Democrats and Republicans have become increasingly polarized over the years on all kinds of issues, but that partisan divide has become more pronounced over the past twenty years. On issues such as health care, the environment, abortion, immigration, and more, Democrats and Republicans haven’t always agreed, but the partisan gap was much smaller twenty years ago.
One of the most telling aspects of the Gallup poll is that no other issue divides Republicans and Democrats more than whether the federal government has too much power. But it wasn’t always this way. In fact, as Gallup notes, in 2003, there was almost no gap between Democrats and Republicans on the issue. “This reflected, at least in part, the continuing aftermath of the 9/11 terrorist attacks, a time marked by unusual public consensus on the role of government in addressing major problems like terrorism,” explains Gallup’s Frank Newport.
But that all changed under Barack Obama. By 2013, the next time Gallup polled on the issue, “Republicans had become much more likely than Democrats to believe the federal government has too much power, creating a large partisan gap in 2013 that has continued this year.”
This makes a lot of sense. Barack Obama’s answer to every challenge faced by the country was bigger government. His 2009 stimulus package sent government spending skyrocketing to unprecedented levels, all while failing miserably to get the economy into recovery. Obama’s stimulus was supposed to keep unemployment below 8%, but it ended up reaching 10% in October 2009.

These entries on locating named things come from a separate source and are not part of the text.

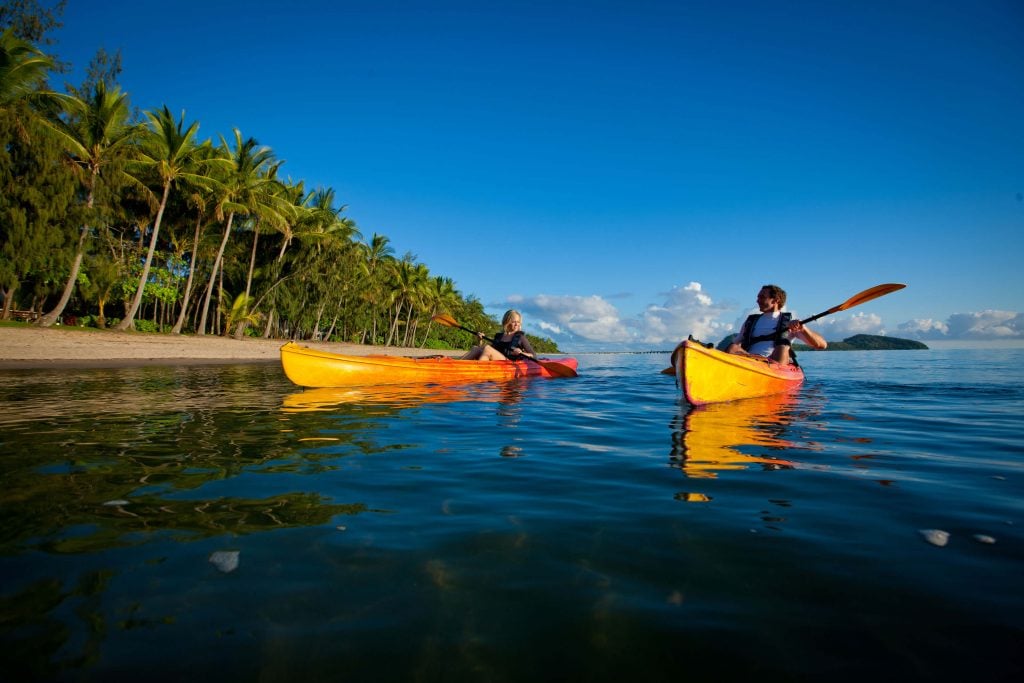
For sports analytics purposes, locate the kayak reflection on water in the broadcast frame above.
[282,381,522,413]
[671,392,798,478]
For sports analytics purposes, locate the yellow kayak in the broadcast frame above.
[281,342,577,387]
[662,340,804,405]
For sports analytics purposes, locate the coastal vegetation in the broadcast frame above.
[0,6,557,352]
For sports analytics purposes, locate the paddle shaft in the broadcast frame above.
[800,283,906,325]
[434,315,577,377]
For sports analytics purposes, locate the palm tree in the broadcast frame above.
[38,81,138,327]
[117,104,209,330]
[196,128,274,335]
[420,275,459,348]
[171,140,223,335]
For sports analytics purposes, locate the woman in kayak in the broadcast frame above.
[462,309,537,360]
[728,285,828,365]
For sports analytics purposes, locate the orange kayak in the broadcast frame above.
[281,342,577,387]
[662,340,804,405]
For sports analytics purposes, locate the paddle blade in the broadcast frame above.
[430,313,462,328]
[801,283,906,325]
[530,358,578,377]
[837,283,906,311]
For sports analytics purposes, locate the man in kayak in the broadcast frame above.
[728,285,828,365]
[462,309,537,360]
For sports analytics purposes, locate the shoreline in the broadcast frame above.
[0,326,464,371]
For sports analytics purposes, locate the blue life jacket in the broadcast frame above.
[490,330,526,358]
[739,312,793,351]
[739,312,800,368]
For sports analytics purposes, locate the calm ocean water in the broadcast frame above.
[0,350,1024,683]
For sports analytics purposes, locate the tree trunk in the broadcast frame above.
[234,221,259,339]
[116,180,171,330]
[196,211,234,336]
[171,214,203,335]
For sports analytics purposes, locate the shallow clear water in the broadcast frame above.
[0,350,1024,682]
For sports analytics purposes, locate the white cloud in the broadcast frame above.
[948,310,1024,339]
[509,294,633,343]
[499,283,734,349]
[898,310,1024,341]
[506,282,1024,350]
[631,283,734,344]
[896,317,949,340]
[808,313,886,340]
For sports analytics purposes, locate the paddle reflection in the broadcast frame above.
[282,382,522,413]
[672,393,798,478]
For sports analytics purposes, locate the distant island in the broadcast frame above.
[793,335,928,351]
[718,335,928,351]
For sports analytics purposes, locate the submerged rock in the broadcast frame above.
[921,528,949,548]
[210,550,239,573]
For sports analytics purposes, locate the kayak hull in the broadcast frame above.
[281,342,577,388]
[677,340,804,405]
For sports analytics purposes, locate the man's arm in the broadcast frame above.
[790,321,828,351]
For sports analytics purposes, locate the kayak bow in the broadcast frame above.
[281,342,577,387]
[663,340,804,405]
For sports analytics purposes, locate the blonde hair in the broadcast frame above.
[502,308,522,334]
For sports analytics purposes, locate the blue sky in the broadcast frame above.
[50,0,1024,350]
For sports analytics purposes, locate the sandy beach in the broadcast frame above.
[0,327,462,370]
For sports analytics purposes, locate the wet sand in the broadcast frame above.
[0,327,462,370]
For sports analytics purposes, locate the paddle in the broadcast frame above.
[662,283,906,375]
[431,313,577,377]
[800,283,906,325]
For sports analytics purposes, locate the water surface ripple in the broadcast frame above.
[0,350,1024,683]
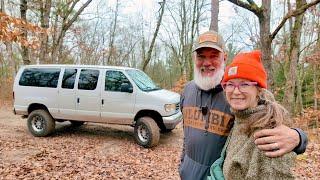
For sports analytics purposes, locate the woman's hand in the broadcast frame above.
[254,125,300,157]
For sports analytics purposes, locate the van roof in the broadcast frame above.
[24,64,136,70]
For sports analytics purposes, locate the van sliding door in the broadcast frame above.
[76,69,101,122]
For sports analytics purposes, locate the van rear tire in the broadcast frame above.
[27,109,55,137]
[70,121,84,127]
[134,116,160,148]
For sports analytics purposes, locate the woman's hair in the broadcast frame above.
[241,87,292,135]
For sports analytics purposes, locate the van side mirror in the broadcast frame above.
[120,83,133,93]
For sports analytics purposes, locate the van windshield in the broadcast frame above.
[126,69,161,91]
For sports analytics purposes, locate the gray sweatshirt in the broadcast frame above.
[179,81,308,180]
[179,81,234,180]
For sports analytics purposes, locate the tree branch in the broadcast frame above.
[228,0,262,17]
[270,0,320,40]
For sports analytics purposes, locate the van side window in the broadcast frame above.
[19,68,60,88]
[78,69,99,90]
[61,69,77,89]
[105,71,132,92]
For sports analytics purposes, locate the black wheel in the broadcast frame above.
[70,121,84,127]
[134,117,160,148]
[161,129,173,133]
[27,109,55,137]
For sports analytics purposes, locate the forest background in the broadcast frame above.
[0,0,320,176]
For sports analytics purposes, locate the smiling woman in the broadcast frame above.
[209,51,296,179]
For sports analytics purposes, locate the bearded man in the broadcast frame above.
[179,31,307,180]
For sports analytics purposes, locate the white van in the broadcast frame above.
[13,65,182,147]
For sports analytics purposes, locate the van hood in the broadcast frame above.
[147,89,180,103]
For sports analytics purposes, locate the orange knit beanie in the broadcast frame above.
[222,50,267,88]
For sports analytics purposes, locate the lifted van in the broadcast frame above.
[13,65,182,147]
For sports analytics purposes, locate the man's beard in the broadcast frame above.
[194,63,225,91]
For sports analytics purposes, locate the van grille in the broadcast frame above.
[176,103,180,111]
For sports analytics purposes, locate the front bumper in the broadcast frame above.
[162,111,182,129]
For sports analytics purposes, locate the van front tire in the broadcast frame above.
[27,109,55,137]
[134,117,160,148]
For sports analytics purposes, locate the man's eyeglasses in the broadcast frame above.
[221,81,258,93]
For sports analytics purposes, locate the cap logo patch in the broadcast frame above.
[228,66,238,76]
[199,34,218,44]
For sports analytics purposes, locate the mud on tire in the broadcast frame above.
[27,109,55,137]
[134,117,160,148]
[70,120,84,127]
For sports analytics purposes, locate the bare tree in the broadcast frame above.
[210,0,219,32]
[39,0,51,63]
[51,0,92,63]
[107,0,119,64]
[20,0,30,65]
[284,0,307,113]
[228,0,320,88]
[142,0,166,71]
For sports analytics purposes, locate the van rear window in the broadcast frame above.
[19,68,60,88]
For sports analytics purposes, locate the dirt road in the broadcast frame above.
[0,106,320,180]
[0,107,182,179]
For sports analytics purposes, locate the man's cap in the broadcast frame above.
[192,31,225,52]
[222,50,267,88]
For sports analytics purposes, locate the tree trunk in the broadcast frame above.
[20,0,30,65]
[142,0,166,71]
[284,0,306,114]
[186,0,199,81]
[0,0,16,78]
[107,0,119,65]
[258,0,273,89]
[39,0,51,64]
[312,64,318,110]
[210,0,219,32]
[51,0,92,63]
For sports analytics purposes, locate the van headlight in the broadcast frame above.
[164,104,176,112]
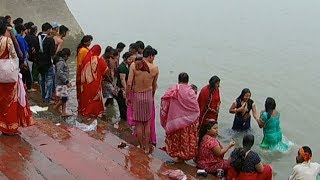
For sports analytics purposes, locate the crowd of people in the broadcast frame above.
[0,16,320,179]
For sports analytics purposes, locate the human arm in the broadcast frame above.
[126,63,135,98]
[256,112,267,128]
[152,67,159,96]
[213,141,235,156]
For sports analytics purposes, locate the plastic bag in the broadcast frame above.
[76,120,98,132]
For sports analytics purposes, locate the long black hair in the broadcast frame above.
[237,88,251,100]
[77,35,93,54]
[209,76,220,94]
[230,134,254,172]
[198,120,218,145]
[264,97,276,119]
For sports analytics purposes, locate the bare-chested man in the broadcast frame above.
[126,46,159,153]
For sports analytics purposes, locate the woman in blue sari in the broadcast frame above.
[257,97,288,152]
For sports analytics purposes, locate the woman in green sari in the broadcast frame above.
[257,97,288,152]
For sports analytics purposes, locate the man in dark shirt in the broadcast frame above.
[36,22,55,104]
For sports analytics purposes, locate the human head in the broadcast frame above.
[242,134,254,151]
[13,17,23,26]
[209,76,220,91]
[136,41,144,54]
[90,44,101,56]
[238,88,251,102]
[30,25,38,35]
[264,97,276,119]
[199,119,218,144]
[296,146,312,164]
[143,46,158,62]
[129,43,139,54]
[15,24,26,34]
[190,84,198,94]
[116,42,126,53]
[178,72,189,84]
[59,25,69,37]
[122,52,136,65]
[51,22,60,32]
[41,22,52,34]
[77,35,93,53]
[4,15,11,24]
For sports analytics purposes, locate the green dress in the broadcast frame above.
[260,112,288,152]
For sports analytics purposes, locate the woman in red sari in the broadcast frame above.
[76,35,93,110]
[0,22,34,135]
[79,45,108,117]
[198,76,221,128]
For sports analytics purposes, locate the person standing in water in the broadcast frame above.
[126,46,159,153]
[257,97,288,152]
[229,88,259,131]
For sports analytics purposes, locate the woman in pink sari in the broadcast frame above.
[160,73,200,161]
[0,22,34,135]
[80,45,108,117]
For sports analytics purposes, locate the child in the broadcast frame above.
[54,48,71,117]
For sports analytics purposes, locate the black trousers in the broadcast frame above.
[115,90,127,121]
[20,67,32,90]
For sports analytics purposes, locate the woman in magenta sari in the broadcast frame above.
[160,73,200,162]
[80,45,108,117]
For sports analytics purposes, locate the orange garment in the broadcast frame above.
[76,47,89,109]
[0,37,34,134]
[79,45,108,117]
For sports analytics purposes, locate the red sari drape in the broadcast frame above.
[198,85,221,126]
[79,45,108,117]
[0,38,34,134]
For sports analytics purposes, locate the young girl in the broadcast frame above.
[54,48,71,116]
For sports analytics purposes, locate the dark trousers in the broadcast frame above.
[116,90,127,121]
[20,67,32,90]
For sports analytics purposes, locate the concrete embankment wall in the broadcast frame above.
[0,0,83,50]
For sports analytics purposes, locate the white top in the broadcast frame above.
[289,161,320,180]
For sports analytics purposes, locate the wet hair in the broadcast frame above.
[237,88,251,100]
[30,25,38,35]
[0,18,7,35]
[24,22,34,29]
[13,17,23,26]
[136,41,144,49]
[53,48,71,64]
[122,52,133,61]
[190,84,198,94]
[264,97,276,119]
[59,25,69,34]
[77,35,93,54]
[14,24,26,34]
[143,46,158,58]
[129,43,139,52]
[4,15,11,21]
[41,22,52,32]
[178,72,189,83]
[230,134,254,172]
[116,42,126,49]
[198,120,218,145]
[209,76,220,94]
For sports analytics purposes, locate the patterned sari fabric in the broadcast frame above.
[160,84,200,160]
[196,135,229,173]
[0,37,34,134]
[79,45,108,117]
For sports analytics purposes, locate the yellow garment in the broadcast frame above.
[77,47,89,67]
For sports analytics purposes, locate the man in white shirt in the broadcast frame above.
[289,146,320,180]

All jobs lost in post-World War II recessions were recovered after about twenty-five months on average. But it took seventy-seven months — roughly halfway through Obama’s second term — for employment to return to pre-recession levels, making his the slowest recovery of them all — and by a wide margin. Obama is also the only president in U.S. history to have never had a single year of 3% or greater GDP growth.
But perhaps the most significant expansion of government under Obama was the passage of the poorly-named Affordable Care Act (commonly referred to as Obamacare) in 2010. It took a lot of corrupt behind-the-scenes deals and legislative maneuvering to just barely get passed. Obamacare included an individual mandate, an expansion of Medicaid, and coverage requirements. Unfortunately, people quickly found out that it didn’t make health coverage more affordable at all. In fact, Obamacare has done nothing to reduce the number of Americans who delay seeking medical care because of costs. The numbers were lower prior to Obamacare being passed.
Related: The Nine Lies of Obamacare
Barack Obama, be it through his stimulus, Obamacare, financial and environmental regulations, or expanding the government’s role in education, reminded Republican voters that bigger government is a bad thing, and it usually fails to accomplish its alleged goals. The only problem is that while Republicans got the message, Democrats did not. Whatever Obama did, they supported. Whether it was out of party loyalty or fear of being dubbed a racist, the Democrat Party embraced big government because of Barack Obama, and they’ve been that way ever since.